The New Big Stein Fails Language

"Socialism is never the answer."

So says Hank Stein-brenner in discussing the horrific problem that is $130 million in revenue sharing and luxury tax programs that his Yankees' have to pay for the drawback of having to deal with "teams in minor markets." (One wonders, on some level, what Big Stein Junior knows of economic theory, since he's never had to work a day in his life, being the scion of a wealthy convicted felon and megalomaniac. But let's just let that go.)

And, well, he's right. It's wrong that baseball gets criticized every day and twice on Sunday for the fact that a third of the teams are DOA on Opening Day... just as it's wrong that there are only a handful of teams that are willing and able to get to the point of playing for top-tier talent. The idea that only about a half-dozen teams are realistic options for the best hitter in baseball is, well, crazy.

But, um, Hank? It's not socialism.

You see, socialism is actually a lot closer to what, say, the NFL is. You know the NFL? That artificially neutral market, where Green Bay and Pittsburgh just played for the championship in a game that set ratings records, despite the local media for both teams not even being the biggest in their also-ran population states?

That's socialism. With a nice side order of monopoly.

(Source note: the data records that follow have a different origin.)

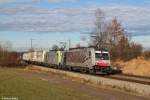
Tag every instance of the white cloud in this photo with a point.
(6, 1)
(58, 1)
(136, 20)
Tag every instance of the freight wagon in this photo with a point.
(81, 59)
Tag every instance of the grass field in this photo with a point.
(17, 86)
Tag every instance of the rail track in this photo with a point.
(131, 78)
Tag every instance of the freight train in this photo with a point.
(86, 59)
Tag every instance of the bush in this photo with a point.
(146, 55)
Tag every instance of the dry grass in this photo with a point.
(138, 66)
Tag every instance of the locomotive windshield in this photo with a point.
(102, 56)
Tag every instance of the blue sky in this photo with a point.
(50, 21)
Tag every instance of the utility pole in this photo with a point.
(31, 43)
(69, 41)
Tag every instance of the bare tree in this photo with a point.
(99, 36)
(116, 32)
(55, 47)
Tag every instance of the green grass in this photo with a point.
(14, 84)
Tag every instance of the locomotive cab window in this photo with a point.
(102, 56)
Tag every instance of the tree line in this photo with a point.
(112, 35)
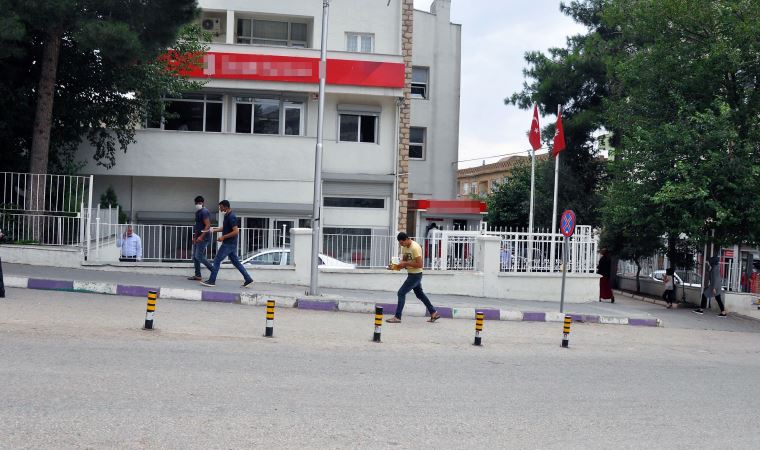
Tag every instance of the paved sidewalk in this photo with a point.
(624, 311)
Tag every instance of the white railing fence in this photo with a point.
(58, 230)
(173, 243)
(57, 193)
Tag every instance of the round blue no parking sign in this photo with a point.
(567, 223)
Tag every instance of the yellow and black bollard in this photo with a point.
(479, 316)
(378, 323)
(151, 310)
(270, 319)
(566, 331)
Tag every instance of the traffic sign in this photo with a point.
(567, 223)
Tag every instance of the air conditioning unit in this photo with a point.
(213, 25)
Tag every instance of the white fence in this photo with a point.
(173, 243)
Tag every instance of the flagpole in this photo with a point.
(554, 209)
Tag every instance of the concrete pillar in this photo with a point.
(488, 249)
(230, 35)
(300, 249)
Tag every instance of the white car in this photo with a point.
(657, 275)
(281, 257)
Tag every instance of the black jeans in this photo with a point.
(413, 283)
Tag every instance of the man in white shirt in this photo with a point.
(131, 246)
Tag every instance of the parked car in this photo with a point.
(694, 279)
(281, 257)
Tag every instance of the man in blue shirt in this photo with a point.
(131, 246)
(201, 238)
(228, 248)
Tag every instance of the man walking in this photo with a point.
(131, 246)
(201, 238)
(411, 260)
(228, 248)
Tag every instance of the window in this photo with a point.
(354, 202)
(357, 128)
(268, 116)
(360, 42)
(192, 112)
(420, 82)
(271, 32)
(416, 143)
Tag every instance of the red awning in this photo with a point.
(449, 206)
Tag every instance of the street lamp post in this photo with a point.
(317, 208)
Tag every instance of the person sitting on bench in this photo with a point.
(131, 246)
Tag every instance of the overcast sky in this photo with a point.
(495, 36)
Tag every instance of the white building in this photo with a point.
(249, 135)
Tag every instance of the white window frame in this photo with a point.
(425, 85)
(422, 144)
(360, 116)
(205, 101)
(290, 42)
(360, 38)
(283, 104)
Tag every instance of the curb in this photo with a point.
(306, 303)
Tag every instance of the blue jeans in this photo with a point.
(231, 252)
(413, 283)
(199, 257)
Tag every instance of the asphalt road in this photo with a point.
(76, 371)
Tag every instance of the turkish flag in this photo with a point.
(559, 138)
(535, 131)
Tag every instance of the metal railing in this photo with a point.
(57, 193)
(41, 229)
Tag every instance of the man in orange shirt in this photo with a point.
(411, 260)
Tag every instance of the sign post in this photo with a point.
(567, 228)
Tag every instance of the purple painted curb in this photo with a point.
(317, 305)
(220, 297)
(58, 285)
(389, 309)
(490, 314)
(135, 291)
(643, 322)
(534, 317)
(588, 318)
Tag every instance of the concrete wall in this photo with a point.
(41, 255)
(437, 45)
(376, 17)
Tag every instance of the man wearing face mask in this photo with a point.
(201, 238)
(228, 248)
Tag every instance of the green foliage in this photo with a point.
(109, 75)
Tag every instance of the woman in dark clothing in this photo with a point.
(604, 269)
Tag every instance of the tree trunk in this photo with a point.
(43, 122)
(638, 272)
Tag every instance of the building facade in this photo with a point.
(249, 135)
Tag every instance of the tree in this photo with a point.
(574, 77)
(88, 69)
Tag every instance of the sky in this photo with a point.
(495, 36)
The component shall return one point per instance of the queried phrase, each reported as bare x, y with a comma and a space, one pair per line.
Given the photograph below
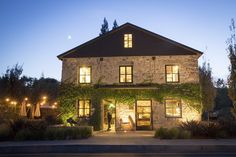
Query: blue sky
34, 32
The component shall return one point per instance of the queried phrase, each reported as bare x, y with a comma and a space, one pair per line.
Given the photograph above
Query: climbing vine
69, 93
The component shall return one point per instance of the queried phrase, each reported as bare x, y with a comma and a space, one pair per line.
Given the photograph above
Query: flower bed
22, 130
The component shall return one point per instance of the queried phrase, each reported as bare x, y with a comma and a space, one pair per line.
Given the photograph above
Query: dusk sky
34, 32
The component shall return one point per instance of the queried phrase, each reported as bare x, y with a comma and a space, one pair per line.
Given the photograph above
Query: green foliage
62, 133
70, 93
204, 129
172, 133
232, 68
6, 133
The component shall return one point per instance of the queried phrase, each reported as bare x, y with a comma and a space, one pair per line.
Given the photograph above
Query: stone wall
146, 69
160, 119
123, 111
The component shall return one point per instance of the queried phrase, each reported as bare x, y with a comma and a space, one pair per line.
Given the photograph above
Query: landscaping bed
21, 130
198, 130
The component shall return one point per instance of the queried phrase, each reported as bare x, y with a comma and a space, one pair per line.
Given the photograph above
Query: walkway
121, 142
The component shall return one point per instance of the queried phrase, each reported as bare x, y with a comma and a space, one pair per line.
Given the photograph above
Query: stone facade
146, 69
159, 118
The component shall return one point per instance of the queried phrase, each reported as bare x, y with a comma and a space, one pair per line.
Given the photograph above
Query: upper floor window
85, 75
84, 108
126, 74
173, 108
128, 41
172, 73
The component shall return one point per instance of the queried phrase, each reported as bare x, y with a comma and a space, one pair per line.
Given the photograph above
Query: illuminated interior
172, 73
126, 74
85, 75
128, 41
143, 113
84, 108
173, 108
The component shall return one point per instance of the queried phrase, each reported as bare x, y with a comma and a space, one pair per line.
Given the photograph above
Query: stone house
130, 57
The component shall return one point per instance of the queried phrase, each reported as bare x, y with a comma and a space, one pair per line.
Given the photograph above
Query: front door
109, 107
143, 114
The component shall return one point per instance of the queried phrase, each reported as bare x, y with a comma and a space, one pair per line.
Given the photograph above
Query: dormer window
128, 42
84, 75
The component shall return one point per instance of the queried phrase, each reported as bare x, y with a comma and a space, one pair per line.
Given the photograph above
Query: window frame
151, 112
78, 108
126, 73
129, 40
78, 77
168, 116
171, 73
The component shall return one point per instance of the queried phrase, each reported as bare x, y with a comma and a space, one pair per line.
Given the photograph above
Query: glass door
143, 115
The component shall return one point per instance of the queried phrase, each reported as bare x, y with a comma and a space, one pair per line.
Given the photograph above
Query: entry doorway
109, 106
144, 115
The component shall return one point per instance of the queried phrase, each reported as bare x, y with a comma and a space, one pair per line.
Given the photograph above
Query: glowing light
13, 102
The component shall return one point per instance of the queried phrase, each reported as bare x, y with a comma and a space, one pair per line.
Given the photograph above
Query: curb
117, 149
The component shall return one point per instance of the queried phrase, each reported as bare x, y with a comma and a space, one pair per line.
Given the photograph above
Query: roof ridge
135, 27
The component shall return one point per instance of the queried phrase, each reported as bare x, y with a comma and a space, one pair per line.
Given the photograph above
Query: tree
220, 83
115, 25
232, 68
104, 28
208, 91
232, 57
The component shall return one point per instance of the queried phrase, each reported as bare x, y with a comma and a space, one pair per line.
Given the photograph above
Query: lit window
172, 73
173, 108
128, 42
126, 74
84, 108
85, 75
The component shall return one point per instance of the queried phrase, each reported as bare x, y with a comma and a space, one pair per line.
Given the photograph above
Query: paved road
123, 155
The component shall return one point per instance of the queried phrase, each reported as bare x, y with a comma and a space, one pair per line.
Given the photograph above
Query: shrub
17, 125
6, 132
184, 134
52, 120
192, 126
204, 129
61, 133
25, 134
161, 132
173, 133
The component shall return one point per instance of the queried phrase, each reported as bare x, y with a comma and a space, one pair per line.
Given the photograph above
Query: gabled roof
145, 43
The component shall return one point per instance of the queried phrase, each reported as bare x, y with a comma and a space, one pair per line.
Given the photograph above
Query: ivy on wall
69, 93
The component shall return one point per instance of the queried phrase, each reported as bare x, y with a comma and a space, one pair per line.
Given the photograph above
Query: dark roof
145, 43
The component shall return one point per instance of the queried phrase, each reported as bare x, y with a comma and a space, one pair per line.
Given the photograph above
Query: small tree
207, 87
232, 68
104, 28
115, 25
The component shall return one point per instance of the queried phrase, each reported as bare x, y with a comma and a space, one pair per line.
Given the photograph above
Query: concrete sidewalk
122, 142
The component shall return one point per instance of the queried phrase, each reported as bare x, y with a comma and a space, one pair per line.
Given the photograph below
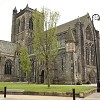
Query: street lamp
96, 17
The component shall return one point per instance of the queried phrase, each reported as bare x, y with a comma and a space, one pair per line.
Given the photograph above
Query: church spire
15, 10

Baseball, on the other hand, is like a a poker table where half of the players come with bags and bags of money, and others are coming with the spare change contents of their sofas. The big money guys have to pay bigger blinds and antes, but if the little fish actually take down a pot or two, it's taken off the table, because the short stacks still have to buy gas to get home, and groceries and maybe a prescription medication or two. So they might win a few hands, but they aren't going home with money. Or, at least, they won't unless the big stacks start playing the dumbest game of poker you ever did see.